The hadith is preserved because of ʿAmr's reliability as a narrator, not because of its substantive content — Bukhari's authentication standards focused on chain, not necessarily on plausibility.

Counter-response

This concedes that Bukhari preserved implausible content because of chain-strength alone. If chain authentication is sufficient for inclusion regardless of content plausibility, then implausible material has canonical status. The defence is not about this hadith specifically; it is about the entire authentication system, and it concedes a major problem.

Common Muslim response · 3

The hadith is rarely cited in modern jurisprudence — its canonical preservation does not mean it is operative in current legal application.

Counter-response

True that modern scholars rarely cite it. But it remains in Bukhari with sahih grade. The 'rarely cited' framing addresses contemporary usage but not the underlying canonical status. The corpus's authority is undermined by including such material, regardless of current citation patterns.

Common Muslim response · 4

Animal behaviour is sometimes anthropomorphised in pre-modern narratives — the hadith reflects a 7th-century interpretive framework, not literal monkey morality.

Counter-response

If the hadith reflects 'anthropomorphic interpretation,' it concedes that the canonical record contains material projecting human moral categories onto animal behaviour without warrant. This is precisely the cultural-context critique under examination: the corpus reflects 7th-century interpretive frameworks rather than divine teaching.

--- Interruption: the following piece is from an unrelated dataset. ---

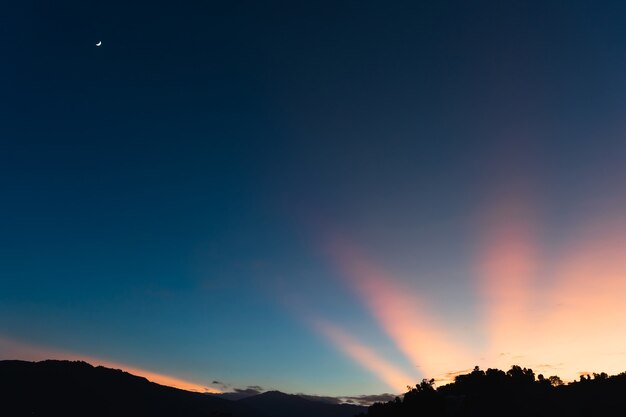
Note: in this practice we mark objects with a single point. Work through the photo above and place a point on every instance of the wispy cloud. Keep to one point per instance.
(365, 356)
(401, 313)
(13, 349)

Common Muslim response · 5

Some narrators are more reliable on legal matters than on ethnographic observations — the hadith may not be intended as factual reportage.

Counter-response

The narrator presents it as factual reportage — he says he saw it and joined in. Distinguishing 'legal' from 'factual' content within the same canonical hadith is ad hoc. And classical scholars who cited the hadith as supporting human stoning treated it as factual. The defence requires modern reclassification of the hadith's intended status.